Understanding the spam scoring system in detail
Every email processed by Cleanbox receives a spam score calculated by Rspamd, an advanced spam scanning engine. This article explains exactly how scores are built, what each component means, and how the system improves over time.
Score components
The spam score is a sum of individual symbols. Each symbol represents a specific check that either passed or failed. Positive scores indicate spam signals. Negative scores indicate legitimate signals.
Authentication symbols
| Symbol | Score | Meaning |
|---|---|---|
| SPF_PASS | Negative | SPF authentication passed |
| SPF_FAIL | Positive | SPF authentication failed |
| DKIM_PASS | Negative | DKIM signature valid |
| DKIM_FAIL | Positive | DKIM signature invalid or missing |
| DMARC_PASS | Negative | DMARC alignment passed |
| DMARC_FAIL | Positive | DMARC alignment failed |
Content symbols
| Symbol | Meaning |
|---|---|
| BAYES_SPAM | Bayesian classifier identified spam patterns in content |
| BAYES_HAM | Bayesian classifier identified legitimate patterns |
| URL_PHISHING | Email contains links to known phishing domains |
| URL_SHORTENED | Email contains shortened URLs (bit.ly, etc.) |
Cleanbox custom symbols
These are unique to Cleanbox, injected based on crowd-sourced sender reputation data:
| Symbol | Score impact | Trigger |
|---|---|---|
| CLEANBOX_BLOCK | +8.0 | 10+ users reported sender, 90%+ spam ratio |
| CLEANBOX_QUARANTINE | +5.0 | 5+ users reported sender, 70%+ spam ratio |
| CLEANBOX_GREYLIST | +2.0 | 3+ users reported sender, more spam than ham |
| CLEANBOX_TRUSTED | -2.0 | 5+ teams have this sender whitelisted or prioritized |
| CLEANBOX_UNCOMMON | +1.0 | Sender has never emailed any Cleanbox user before |
| CLEANBOX_BULK_ESP | +0.5 | Sent via a known bulk email service provider |
How reputation is built
Cleanbox reputation symbols are powered by aggregated user feedback:
- A user receives a message and marks it as spam (thumbs down) or not spam (thumbs up)
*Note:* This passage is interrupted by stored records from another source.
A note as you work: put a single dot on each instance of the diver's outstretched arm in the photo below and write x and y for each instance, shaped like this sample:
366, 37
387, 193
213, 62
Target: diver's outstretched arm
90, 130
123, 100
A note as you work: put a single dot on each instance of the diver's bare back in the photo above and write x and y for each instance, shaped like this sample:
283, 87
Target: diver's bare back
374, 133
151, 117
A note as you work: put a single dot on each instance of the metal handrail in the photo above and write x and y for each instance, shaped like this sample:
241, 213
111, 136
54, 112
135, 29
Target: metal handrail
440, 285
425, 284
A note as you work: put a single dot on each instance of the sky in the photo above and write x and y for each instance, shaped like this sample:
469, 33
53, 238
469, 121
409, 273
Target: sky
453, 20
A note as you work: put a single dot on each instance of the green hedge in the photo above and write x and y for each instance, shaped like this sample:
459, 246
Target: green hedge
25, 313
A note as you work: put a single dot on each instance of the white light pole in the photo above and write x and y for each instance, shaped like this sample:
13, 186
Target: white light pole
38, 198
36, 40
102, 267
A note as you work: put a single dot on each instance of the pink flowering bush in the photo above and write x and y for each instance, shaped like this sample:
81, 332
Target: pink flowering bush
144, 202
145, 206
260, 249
- The feedback is recorded per sender address and per sender domain
- Aggregation happens at both levels:
- Address level: feedback specific to
newsletter@spamshop.com - Domain level: feedback aggregated across all addresses at
@spamshop.com(skipped for freemail domains like gmail.com)
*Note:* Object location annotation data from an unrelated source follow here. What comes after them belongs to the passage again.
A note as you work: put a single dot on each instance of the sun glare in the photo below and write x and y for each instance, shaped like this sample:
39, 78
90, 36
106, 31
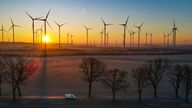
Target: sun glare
46, 39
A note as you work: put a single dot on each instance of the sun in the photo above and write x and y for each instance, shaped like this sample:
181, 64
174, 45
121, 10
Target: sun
46, 39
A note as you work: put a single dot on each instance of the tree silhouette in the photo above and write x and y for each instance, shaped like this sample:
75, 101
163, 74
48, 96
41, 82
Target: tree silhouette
187, 80
19, 70
156, 69
140, 79
175, 77
91, 70
116, 80
2, 73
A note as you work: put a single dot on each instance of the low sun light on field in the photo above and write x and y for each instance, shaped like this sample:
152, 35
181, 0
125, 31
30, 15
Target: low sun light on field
46, 39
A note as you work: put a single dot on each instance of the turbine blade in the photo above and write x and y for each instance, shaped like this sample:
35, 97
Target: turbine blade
11, 28
56, 23
11, 21
127, 21
48, 14
85, 27
49, 25
103, 21
17, 25
141, 25
38, 18
108, 24
63, 24
122, 24
29, 15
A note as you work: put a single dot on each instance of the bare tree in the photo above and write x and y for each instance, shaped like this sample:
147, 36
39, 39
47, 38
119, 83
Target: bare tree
175, 77
19, 70
26, 68
156, 69
91, 70
116, 80
187, 80
2, 73
140, 79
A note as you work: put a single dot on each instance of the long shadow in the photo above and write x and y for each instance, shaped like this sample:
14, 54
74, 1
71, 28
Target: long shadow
42, 79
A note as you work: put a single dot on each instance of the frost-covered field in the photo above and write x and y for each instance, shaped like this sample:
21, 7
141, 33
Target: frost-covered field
59, 75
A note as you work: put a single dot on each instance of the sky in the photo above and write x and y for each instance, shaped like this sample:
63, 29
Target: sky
158, 16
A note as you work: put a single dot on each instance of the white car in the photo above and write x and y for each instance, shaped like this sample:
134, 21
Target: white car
69, 96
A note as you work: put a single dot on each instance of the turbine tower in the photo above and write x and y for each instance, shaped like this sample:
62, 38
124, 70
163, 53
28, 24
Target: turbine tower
2, 31
139, 33
33, 25
151, 38
46, 22
146, 36
174, 34
164, 38
101, 37
133, 37
87, 33
40, 30
168, 39
124, 35
13, 28
59, 26
105, 31
107, 38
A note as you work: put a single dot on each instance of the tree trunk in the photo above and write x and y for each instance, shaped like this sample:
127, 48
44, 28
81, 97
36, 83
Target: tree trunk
139, 96
187, 96
0, 86
155, 91
13, 91
19, 91
114, 96
90, 88
176, 92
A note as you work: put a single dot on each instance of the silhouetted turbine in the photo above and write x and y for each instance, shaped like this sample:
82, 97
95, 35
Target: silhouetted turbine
124, 35
105, 30
2, 31
174, 34
13, 28
46, 22
59, 26
139, 33
87, 32
33, 24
- Address level: feedback specific to
- Based on the ratio of spam vs. ham reports and the number of unique users reporting, a recommendation is generated
- The recommendation is passed to Rspamd as a custom header, which triggers the corresponding CLEANBOX_* symbol
Bayesian learning
When a user provides feedback, the raw email is also sent to Rspamd for Bayes training:
- Thumbs down (spam) → Rspamd learns this message pattern as spam
- Thumbs up (not spam) → Rspamd learns this message pattern as legitimate
This training is permanent and cumulative. The more feedback users provide, the more accurate the Bayes classifier becomes. Over time, the classifier builds a statistical model of what spam looks like in the Cleanbox ecosystem.
Reading a spam report
Every message in Cleanbox includes a spam report accessible from the message detail page. The report shows:
- Total score — The sum of all symbol scores
- Symbol list — Every rule that triggered, with its individual score
- Authentication results — SPF, DKIM, DMARC pass/fail
Example report
Total score: 7.3
Symbols:
SPF_FAIL +2.0
DKIM_FAIL +1.5
BAYES_SPAM +3.0
CLEANBOX_UNCOMMON +1.0
URL_SHORTENED +0.8
MIME_HTML_ONLY -0.5
HAS_LIST_UNSUB -0.5
This message scored 7.3 because: SPF and DKIM both failed (+3.5), the content matched spam patterns (+3.0), it was from an unknown sender (+1.0), and it contained shortened URLs (+0.8). The negative scores came from having HTML content and a List-Unsubscribe header (signs of legitimate bulk mail).
How thresholds use the score
Each address has two configurable thresholds:
- Quarantine threshold — Score at which messages are held for review
- Reject threshold — Score at which messages are rejected outright
See Choosing the Right Spam Threshold for recommendations per use case.
Relay-specific scoring
Relay addresses receive two additional checks that aliases do not:
- DNSBL (IP blacklists) — The sender server IP is checked against Spamhaus, Barracuda, and SpamCop. A blacklisted IP results in immediate rejection before content is analyzed.
- Symbol rules — You can configure specific Rspamd symbols that trigger automatic rejection on relay addresses (e.g., always reject if PHISHING_URL is present).
These additional checks reflect the higher security requirements of relay-protected addresses, which typically handle business-critical email.